TRB#

purpose#

The trb package uses a trust-region method to find a (local) minimizer of a differentiable objective function $f(x)$ of many variables $x$, where the variables satisfy the simple bounds $x^l <= x <= x^u$. The method offers the choice of direct and iterative solution of the key subproblems, and is most suitable for large problems. First derivatives are required, and if second derivatives can be calculated, they will be exploited.

See Section 4 of $GALAHAD/doc/trb.pdf for additional details.

method#

A trust-region method is used. In this, an improvement to a current estimate of the required minimizer, $x_k$ is sought by computing a step $s_k$. The step is chosen to approximately minimize a model $m_k(s)$ of $f(x_k + s)$ within the intersection of the bound constraints $x^l \leq x \leq x^u$ and a trust region $\|s_k\| \leq \Delta_k$ for some specified positive “radius” $\Delta_k$. The quality of the resulting step $s_k$ is assessed by computing the “ratio” $(f(x_k) - f(x_k + s_k))/ (m_k(0) - m_k(s_k))$. The step is deemed to have succeeded if the ratio exceeds a given $\eta_s > 0$, and in this case $x_{k+1} = x_k + s_k$. Otherwise $x_{k+1} = x_k$, and the radius is reduced by powers of a given reduction factor until it is smaller than $\|s_k\|$. If the ratio is larger than $\eta_v \geq \eta_d$, the radius will be increased so that it exceeds $\|s_k\|$ by a given increase factor. The method will terminate as soon as $\|\nabla_x f(x_k)\|$ is smaller than a specified value.

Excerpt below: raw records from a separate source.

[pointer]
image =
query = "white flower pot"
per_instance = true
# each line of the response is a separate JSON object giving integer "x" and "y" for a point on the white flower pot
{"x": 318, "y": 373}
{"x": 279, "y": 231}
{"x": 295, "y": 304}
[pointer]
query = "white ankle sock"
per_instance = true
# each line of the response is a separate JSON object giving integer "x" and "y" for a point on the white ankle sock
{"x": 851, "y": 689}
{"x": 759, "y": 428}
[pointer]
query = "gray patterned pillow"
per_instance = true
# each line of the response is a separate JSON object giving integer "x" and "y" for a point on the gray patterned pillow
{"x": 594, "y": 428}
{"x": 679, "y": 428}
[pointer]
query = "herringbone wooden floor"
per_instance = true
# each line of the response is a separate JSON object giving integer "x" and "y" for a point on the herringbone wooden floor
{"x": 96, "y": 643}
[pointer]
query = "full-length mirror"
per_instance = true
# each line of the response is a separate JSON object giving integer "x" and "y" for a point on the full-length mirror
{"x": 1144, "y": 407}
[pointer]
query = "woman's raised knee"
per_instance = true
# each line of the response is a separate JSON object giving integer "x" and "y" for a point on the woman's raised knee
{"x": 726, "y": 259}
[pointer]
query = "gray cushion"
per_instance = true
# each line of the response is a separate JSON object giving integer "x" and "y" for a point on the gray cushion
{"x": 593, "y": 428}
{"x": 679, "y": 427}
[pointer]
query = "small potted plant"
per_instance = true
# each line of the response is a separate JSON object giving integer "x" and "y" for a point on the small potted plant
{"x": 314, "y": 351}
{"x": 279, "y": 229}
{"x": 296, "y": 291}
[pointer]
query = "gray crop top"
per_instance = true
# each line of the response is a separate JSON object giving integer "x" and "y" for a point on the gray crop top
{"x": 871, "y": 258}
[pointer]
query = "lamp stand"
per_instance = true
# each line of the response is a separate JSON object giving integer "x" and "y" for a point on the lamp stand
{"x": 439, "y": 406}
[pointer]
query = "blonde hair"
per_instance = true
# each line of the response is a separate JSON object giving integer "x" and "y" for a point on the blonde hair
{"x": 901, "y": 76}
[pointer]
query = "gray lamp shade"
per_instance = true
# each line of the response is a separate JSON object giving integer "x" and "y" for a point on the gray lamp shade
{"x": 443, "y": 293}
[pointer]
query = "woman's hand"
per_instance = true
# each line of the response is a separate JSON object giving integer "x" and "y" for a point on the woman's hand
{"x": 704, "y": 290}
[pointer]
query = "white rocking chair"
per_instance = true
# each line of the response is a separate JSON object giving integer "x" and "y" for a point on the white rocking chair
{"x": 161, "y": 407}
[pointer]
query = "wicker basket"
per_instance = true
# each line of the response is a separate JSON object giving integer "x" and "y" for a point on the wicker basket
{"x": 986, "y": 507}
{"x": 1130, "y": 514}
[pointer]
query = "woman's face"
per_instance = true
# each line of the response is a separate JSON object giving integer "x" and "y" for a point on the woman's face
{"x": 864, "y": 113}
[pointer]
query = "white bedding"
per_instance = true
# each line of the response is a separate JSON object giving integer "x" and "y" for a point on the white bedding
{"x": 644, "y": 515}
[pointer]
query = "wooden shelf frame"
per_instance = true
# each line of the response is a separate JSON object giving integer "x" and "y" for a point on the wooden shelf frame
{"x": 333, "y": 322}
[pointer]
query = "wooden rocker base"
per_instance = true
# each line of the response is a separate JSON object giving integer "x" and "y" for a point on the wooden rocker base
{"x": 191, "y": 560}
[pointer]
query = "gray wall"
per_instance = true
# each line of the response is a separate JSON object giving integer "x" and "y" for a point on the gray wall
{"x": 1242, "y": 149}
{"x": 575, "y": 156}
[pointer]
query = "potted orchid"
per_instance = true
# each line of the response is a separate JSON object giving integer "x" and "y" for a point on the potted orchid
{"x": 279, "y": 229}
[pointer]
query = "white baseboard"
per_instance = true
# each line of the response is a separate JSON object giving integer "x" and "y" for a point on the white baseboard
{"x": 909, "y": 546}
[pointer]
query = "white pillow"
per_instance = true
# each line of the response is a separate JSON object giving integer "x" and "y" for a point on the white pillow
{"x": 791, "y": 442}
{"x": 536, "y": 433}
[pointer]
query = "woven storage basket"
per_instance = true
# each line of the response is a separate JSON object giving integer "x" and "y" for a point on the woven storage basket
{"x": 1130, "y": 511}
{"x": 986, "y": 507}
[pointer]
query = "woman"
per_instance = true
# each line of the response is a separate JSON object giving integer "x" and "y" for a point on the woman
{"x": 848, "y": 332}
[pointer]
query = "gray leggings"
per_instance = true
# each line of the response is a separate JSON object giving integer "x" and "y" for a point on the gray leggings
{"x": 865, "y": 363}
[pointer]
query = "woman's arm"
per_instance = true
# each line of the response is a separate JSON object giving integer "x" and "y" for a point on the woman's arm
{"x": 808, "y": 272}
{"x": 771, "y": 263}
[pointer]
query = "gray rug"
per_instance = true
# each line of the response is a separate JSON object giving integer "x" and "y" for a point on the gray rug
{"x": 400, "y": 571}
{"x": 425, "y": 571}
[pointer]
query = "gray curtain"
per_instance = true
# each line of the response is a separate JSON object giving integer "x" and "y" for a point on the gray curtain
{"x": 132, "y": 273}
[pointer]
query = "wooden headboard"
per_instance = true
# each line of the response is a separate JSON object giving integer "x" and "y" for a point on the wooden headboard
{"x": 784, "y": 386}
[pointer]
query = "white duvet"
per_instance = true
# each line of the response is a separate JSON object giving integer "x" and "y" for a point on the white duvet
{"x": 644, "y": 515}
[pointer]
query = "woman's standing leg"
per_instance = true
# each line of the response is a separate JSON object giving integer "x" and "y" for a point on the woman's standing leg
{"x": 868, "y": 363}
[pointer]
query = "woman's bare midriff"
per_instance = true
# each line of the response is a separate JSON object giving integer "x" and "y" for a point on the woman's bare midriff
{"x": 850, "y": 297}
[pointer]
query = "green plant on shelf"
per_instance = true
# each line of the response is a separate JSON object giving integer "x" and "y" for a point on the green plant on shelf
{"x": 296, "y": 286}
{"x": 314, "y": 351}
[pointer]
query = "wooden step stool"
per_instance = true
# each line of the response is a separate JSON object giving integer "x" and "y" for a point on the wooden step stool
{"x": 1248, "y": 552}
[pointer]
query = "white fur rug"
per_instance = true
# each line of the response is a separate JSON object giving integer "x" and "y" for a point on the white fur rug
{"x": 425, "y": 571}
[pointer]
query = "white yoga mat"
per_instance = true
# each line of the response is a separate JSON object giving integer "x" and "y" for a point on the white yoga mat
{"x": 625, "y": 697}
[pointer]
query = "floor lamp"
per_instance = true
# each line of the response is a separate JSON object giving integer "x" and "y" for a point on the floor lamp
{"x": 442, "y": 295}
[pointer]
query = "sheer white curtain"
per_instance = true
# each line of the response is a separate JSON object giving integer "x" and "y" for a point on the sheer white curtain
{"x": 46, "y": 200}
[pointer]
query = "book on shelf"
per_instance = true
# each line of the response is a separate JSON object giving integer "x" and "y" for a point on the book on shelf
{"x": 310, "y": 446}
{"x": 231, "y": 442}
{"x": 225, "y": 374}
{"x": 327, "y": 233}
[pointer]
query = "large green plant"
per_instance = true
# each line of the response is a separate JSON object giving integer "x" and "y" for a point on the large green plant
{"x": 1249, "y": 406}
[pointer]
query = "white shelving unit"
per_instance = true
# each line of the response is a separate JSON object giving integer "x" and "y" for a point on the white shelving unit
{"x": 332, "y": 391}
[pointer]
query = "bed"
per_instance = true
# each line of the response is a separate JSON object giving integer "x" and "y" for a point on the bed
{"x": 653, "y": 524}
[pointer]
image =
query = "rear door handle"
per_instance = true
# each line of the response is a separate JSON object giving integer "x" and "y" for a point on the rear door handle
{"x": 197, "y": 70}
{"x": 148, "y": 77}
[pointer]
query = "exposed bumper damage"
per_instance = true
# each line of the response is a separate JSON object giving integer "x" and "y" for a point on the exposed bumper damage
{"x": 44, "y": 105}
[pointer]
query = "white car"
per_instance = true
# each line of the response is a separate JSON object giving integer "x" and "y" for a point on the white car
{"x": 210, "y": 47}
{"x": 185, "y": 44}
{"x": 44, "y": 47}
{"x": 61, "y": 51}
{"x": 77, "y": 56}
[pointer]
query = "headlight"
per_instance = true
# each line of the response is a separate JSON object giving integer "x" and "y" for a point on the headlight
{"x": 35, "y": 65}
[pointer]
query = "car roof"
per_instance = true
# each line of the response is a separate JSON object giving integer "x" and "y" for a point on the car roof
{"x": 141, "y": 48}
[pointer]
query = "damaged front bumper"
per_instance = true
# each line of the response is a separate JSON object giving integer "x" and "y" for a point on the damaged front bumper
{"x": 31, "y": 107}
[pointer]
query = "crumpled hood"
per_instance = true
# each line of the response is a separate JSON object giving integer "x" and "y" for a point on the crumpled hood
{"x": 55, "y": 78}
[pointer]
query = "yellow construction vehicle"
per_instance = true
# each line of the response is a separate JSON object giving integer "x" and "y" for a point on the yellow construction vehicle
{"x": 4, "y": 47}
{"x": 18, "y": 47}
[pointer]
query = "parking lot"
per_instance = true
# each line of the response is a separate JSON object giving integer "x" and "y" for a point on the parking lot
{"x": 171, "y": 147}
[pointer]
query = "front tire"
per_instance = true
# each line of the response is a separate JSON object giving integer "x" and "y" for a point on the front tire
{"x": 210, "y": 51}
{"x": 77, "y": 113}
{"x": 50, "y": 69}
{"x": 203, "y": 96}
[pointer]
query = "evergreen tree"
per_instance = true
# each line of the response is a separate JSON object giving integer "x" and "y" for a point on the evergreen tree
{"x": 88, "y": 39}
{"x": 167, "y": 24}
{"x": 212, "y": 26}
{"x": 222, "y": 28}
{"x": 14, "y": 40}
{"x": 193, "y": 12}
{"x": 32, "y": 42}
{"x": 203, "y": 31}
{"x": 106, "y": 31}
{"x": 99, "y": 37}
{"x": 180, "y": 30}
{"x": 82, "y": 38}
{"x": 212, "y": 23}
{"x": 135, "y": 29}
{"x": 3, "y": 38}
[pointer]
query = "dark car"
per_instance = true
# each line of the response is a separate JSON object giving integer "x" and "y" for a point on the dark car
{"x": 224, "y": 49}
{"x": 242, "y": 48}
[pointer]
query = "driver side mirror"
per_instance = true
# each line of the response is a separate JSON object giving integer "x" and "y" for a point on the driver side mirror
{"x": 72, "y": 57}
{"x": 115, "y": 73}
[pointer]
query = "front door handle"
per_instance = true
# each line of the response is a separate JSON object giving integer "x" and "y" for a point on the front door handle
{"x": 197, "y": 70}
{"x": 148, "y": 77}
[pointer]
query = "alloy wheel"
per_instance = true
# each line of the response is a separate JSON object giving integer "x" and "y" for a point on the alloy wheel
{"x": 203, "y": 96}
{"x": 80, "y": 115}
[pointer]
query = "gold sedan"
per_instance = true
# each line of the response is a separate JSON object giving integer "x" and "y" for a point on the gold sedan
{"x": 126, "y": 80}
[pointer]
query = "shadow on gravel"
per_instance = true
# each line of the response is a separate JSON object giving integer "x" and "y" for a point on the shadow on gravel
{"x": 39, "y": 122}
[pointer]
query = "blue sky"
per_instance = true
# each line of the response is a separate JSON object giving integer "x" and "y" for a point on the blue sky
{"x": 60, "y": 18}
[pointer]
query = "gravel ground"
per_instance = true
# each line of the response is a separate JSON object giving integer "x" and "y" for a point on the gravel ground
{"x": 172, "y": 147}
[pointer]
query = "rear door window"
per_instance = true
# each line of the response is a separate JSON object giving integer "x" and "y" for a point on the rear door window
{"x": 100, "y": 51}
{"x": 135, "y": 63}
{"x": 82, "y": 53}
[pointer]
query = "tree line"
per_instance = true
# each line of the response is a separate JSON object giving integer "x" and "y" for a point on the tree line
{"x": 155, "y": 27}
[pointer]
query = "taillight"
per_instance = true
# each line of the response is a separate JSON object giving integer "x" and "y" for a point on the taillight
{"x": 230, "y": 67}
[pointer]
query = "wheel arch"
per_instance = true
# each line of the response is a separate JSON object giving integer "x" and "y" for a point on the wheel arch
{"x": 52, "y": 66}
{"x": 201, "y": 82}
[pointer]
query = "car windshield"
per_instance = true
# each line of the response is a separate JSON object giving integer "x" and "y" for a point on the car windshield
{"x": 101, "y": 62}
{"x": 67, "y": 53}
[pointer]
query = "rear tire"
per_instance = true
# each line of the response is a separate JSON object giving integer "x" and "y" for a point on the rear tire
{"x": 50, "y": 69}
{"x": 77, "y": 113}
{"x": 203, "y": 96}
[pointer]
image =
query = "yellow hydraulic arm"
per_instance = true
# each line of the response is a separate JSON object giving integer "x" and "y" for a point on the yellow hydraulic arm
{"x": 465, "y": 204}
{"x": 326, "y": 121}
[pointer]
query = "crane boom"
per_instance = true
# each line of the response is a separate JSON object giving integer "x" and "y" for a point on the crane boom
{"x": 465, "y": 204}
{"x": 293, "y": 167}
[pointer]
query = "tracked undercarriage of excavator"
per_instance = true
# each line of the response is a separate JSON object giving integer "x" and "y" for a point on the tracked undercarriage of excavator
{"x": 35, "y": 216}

Either linear or quadratic models $m_k(s)$ may be used. The former will be taken as the first two terms $f(x_k) + s^T \nabla_x f(x_k)$ of a Taylor series about $x_k$, while the latter uses an approximation to the first three terms $f(x_k) + s^T \nabla_x f(x_k) + \frac{1}{2} s^T B_k s$, for which $B_k$ is a symmetric approximation to the Hessian $\nabla_{xx} f(x_k)$; possible approximations include the true Hessian, limited-memory secant and sparsity approximations and a scaled identity matrix. Normally a two-norm trust region will be used, but this may change if preconditioning is employed.

The model minimization is carried out in two stages. Firstly, the so-called generalized Cauchy point for the quadratic subproblem is found—the purpose of this point is to ensure that the algorithm converges and that the set of bounds which are satisfied as equations at the solution is rapidly identified. Thereafter an improvement to the quadratic model on the face of variables predicted to be active by the Cauchy point is sought using either a direct approach involving factorization or an iterative (conjugate-gradient/Lanczos) approach based on approximations to the required solution from a so-called Krlov subspace. The direct approach is based on the knowledge that the required solution satisfies the linear system of equations $(B_k + \lambda_k I) s_k = - \nabla_x f(x_k)$, involving a scalar Lagrange multiplier $\lambda_k$, on the space of inactive variables. This multiplier is found by uni-variate root finding, using a safeguarded Newton-like process, by TRS or DPS (depending on the norm chosen). The iterative approach uses GLTR, and is best accelerated by preconditioning with good approximations to $B_k$ using PSLS. The iterative approach has the advantage that only matrix-vector products $B_k v$ are required, and thus $B_k$ is not required explicitly. However when factorizations of $B_k$ are possible, the direct approach is often more efficient.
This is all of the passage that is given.